- Original author: Andre Landwehr
- Developer: Andre Landwehr
- Release: 2005; 21 years ago
- Final release: 0.9.1 / 20 April 2020; 6 years ago
- Written in: C
- Operating system: Unix-like
- Successor: Archivemount-ng
- Type: Special file system
- License: LGPL
- Website: www.cybernoia.de/software/archivemount.html
- Repository: github.com/cybernoid/archivemount ;

= Archivemount =

FUSE-based file system for Unix variants

archivemount is a FUSE-based file system for Unix variants, including Linux. Its purpose is to mount archives (e.g. tar, tar.gz, etc.) to a mount point where it can be read from or written to as with any other file system. This makes accessing the contents of the archive, which may be compressed, transparent to other programs, without decompressing them. Archivemount depends on libarchive and will support any format that is supported by libarchive.

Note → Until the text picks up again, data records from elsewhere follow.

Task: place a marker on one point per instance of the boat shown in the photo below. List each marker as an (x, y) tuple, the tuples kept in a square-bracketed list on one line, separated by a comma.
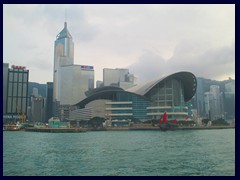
[(165, 125)]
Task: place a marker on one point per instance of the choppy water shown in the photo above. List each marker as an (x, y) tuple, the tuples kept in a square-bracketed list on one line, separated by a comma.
[(120, 153)]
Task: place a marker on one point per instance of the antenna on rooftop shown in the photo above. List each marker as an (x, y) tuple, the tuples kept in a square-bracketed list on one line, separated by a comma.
[(65, 14)]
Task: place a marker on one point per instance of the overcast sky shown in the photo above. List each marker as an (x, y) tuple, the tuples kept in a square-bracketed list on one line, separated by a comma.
[(151, 40)]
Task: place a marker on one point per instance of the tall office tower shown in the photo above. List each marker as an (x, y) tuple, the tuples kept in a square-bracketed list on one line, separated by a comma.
[(5, 83), (37, 109), (16, 84), (215, 90), (99, 84), (230, 87), (49, 101), (63, 54), (35, 92), (209, 105), (118, 77), (199, 97), (74, 81)]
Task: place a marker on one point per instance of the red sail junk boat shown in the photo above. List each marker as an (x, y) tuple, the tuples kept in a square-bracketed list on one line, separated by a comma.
[(165, 125)]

Archivemount was created in 2005 and maintained until his death in 2020 by Andre Landwehr, a code developer based in Germany.

==Archivemount-ng==
An anonymous Polish programmer who goes by the handle "Nabijaczleweli" announced in June 2024 that they had forked the project and is the maintainer of the new Archivemount-ng project, the successor to Archivemount. The code was ported to C++ and most of the Archivemount bugs that had accumulated since 2020 were fixed. Debian unstable, OpenSUSE, Ubuntu (since Questing Quokka), Arch Linux, MacPorts, and Homebrew had replaced archivemount with archivemount-ng by early-2026.

The most recently released version of Archivemount-ng is version "1b" that was released in June 2025.